Et si le Gouvernement était solidaire de sa majorité ? Newsletter #15

Pour que la politique de redressement que conduit le Gouvernement réussisse, la confiance en ceux qui la décident et la mènent ne doit pas faillir.
Or, elle est malmenée. Les Français ont le tournis, et les socialistes avec eux.
Des mesures importantes, de nature à satisfaire leurs attentes, sont prises, mais elles ne percent pas.
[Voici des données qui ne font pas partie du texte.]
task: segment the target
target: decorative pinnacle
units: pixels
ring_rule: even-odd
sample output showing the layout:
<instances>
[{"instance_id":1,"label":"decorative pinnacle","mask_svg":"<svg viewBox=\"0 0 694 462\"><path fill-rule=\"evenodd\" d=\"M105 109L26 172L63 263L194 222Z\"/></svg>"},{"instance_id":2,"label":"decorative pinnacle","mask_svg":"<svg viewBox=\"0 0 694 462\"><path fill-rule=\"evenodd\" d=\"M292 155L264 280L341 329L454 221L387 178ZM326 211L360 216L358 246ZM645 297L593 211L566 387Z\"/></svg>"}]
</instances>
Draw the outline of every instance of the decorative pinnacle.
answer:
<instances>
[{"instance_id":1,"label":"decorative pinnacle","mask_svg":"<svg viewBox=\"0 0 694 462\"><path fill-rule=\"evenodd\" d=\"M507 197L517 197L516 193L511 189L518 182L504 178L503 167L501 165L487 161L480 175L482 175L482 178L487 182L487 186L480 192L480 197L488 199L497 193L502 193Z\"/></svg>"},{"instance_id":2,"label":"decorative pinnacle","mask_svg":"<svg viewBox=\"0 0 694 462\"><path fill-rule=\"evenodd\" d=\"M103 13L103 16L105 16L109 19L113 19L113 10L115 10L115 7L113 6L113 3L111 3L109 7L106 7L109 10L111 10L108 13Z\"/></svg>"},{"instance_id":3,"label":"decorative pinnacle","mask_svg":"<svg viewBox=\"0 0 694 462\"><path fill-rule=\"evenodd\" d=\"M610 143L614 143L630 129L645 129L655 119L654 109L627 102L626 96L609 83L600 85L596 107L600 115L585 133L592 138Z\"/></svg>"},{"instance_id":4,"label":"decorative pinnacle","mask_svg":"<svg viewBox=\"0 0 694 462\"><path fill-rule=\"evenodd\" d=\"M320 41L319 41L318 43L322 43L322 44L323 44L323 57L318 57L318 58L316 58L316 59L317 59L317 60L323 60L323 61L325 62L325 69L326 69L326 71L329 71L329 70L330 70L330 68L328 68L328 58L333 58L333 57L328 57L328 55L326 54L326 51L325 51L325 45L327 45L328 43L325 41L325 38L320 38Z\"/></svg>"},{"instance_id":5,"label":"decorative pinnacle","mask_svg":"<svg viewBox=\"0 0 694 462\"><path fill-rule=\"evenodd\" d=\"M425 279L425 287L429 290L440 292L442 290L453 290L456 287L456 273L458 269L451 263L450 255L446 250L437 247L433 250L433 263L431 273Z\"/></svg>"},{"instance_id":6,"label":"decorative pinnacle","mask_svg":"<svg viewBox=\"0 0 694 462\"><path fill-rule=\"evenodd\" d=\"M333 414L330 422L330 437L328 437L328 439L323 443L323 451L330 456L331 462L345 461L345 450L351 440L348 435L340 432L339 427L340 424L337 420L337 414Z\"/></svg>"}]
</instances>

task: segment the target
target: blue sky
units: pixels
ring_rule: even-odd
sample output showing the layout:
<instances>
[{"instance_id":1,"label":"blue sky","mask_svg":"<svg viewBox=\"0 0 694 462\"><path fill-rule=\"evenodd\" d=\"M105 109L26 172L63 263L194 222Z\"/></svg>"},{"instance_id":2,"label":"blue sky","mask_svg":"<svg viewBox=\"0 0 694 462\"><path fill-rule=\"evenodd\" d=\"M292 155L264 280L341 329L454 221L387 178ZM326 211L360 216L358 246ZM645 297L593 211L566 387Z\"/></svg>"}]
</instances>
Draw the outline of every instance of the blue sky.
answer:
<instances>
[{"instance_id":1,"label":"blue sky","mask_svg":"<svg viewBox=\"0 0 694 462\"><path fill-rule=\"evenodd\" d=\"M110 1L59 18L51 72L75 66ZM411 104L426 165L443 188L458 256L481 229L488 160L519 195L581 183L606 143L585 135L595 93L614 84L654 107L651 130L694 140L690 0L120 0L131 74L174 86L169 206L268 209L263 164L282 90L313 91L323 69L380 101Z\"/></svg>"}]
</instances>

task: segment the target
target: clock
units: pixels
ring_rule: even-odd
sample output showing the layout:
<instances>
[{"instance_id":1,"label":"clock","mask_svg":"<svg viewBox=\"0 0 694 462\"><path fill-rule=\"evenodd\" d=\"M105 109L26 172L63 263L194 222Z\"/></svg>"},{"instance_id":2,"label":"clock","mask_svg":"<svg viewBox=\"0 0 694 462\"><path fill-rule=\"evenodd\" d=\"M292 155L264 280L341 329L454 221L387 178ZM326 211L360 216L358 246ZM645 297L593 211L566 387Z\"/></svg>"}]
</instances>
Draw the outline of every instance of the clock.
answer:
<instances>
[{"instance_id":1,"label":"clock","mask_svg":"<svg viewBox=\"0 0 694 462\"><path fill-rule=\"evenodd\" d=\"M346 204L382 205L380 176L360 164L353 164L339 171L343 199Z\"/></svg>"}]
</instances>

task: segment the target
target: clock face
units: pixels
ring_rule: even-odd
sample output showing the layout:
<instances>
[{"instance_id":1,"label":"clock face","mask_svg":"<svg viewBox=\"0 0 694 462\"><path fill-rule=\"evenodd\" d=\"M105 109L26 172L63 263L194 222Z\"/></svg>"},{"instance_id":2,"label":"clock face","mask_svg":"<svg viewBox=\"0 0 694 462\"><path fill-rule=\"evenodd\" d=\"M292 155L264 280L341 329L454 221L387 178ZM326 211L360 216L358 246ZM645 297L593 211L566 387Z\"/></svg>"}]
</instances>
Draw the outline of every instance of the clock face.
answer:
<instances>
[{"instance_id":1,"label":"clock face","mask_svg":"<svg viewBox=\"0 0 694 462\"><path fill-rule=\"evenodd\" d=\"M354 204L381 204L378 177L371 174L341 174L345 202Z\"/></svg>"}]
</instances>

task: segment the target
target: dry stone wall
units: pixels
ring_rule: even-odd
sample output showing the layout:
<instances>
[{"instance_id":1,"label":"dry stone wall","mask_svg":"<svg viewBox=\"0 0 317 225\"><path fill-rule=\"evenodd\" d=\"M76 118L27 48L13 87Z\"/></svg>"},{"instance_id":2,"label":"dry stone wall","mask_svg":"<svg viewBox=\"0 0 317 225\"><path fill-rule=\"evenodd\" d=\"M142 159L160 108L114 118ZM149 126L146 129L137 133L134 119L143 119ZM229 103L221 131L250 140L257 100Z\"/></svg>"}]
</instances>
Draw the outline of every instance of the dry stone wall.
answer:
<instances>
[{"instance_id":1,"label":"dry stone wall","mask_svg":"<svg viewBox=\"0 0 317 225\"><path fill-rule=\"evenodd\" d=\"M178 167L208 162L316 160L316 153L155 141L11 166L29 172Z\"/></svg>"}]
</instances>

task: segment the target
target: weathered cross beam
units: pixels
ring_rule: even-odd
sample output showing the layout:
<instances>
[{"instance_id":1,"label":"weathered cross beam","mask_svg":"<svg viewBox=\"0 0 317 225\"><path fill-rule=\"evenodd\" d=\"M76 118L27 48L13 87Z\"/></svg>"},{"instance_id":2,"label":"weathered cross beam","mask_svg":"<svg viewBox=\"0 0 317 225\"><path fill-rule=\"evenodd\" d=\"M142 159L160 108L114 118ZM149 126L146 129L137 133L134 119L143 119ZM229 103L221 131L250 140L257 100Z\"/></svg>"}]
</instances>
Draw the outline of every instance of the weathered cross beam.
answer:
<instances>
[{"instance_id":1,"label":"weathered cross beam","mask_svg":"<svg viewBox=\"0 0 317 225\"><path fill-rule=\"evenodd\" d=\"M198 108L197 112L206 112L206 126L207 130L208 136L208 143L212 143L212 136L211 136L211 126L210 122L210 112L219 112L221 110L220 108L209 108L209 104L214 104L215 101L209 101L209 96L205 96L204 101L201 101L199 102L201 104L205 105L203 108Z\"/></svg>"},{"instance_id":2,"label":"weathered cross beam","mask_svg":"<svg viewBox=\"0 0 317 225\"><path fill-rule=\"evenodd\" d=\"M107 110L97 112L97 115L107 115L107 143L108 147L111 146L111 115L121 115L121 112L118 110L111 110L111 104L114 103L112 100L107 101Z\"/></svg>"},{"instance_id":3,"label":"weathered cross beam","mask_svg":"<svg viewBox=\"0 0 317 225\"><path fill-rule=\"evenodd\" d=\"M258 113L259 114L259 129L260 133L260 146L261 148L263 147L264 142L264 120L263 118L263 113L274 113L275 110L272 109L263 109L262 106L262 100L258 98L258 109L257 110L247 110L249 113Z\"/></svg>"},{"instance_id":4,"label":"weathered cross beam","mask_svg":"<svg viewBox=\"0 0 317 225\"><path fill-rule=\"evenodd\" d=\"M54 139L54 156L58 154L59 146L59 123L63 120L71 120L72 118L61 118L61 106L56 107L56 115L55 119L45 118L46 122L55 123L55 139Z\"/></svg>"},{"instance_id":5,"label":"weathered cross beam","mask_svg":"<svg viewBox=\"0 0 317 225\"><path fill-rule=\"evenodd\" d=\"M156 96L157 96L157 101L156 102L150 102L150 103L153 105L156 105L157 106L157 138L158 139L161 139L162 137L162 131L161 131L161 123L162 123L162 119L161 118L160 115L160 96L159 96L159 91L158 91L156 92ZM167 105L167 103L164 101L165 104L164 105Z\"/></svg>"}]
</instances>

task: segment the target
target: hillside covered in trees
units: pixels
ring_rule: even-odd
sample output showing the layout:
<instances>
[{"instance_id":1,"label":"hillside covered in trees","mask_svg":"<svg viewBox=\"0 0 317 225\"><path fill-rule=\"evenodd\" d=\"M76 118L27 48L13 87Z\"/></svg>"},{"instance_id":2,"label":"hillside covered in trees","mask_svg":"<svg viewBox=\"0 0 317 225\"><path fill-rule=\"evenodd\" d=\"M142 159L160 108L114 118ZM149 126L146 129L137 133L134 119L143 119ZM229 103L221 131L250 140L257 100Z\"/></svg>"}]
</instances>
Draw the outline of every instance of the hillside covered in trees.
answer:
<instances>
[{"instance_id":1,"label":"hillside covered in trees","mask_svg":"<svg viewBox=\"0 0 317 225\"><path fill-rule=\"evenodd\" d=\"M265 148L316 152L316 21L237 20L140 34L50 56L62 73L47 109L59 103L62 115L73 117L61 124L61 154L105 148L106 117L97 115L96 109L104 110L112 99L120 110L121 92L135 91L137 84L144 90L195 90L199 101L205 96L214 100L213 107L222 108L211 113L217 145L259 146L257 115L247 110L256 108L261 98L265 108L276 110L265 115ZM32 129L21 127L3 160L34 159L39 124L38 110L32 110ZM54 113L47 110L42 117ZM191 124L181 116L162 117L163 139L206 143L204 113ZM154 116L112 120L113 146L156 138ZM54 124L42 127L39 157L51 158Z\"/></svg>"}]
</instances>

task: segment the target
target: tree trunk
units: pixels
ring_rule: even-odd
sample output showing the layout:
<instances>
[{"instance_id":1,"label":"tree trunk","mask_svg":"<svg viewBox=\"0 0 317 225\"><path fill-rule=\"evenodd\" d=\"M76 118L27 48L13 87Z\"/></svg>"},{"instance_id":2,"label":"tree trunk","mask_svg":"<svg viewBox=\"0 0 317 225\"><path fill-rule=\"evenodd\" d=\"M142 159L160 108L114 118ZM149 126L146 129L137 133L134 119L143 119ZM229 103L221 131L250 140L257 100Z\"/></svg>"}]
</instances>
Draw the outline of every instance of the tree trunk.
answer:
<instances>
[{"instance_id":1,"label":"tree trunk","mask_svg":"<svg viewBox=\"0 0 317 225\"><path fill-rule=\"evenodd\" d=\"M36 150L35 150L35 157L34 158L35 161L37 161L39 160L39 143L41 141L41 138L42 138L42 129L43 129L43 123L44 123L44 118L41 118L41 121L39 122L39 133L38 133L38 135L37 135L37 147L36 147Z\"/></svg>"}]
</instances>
La Stratégie nationale de santé, les chiffres du chômage ou la visite de François Hollande à Florange, par exemple, ont été engloutis dans le retour pénible d’une polémique inutile et vaine sur l’intégration des Roms. Les mesures de justice sociale ou fiscale, car il y en a aussi dans ce budget, sont assourdies par la musique du "ras-le-bol fiscal", qui ne laisse plus place à l’explication.
A cela s’ajoute une absence de délibération collective sur le poids respectif de la fiscalité des entreprises et des ménages. Par temps de crise, c’est hypersensible. Il faut de la lisibilité, pas un jeu de bonneteau.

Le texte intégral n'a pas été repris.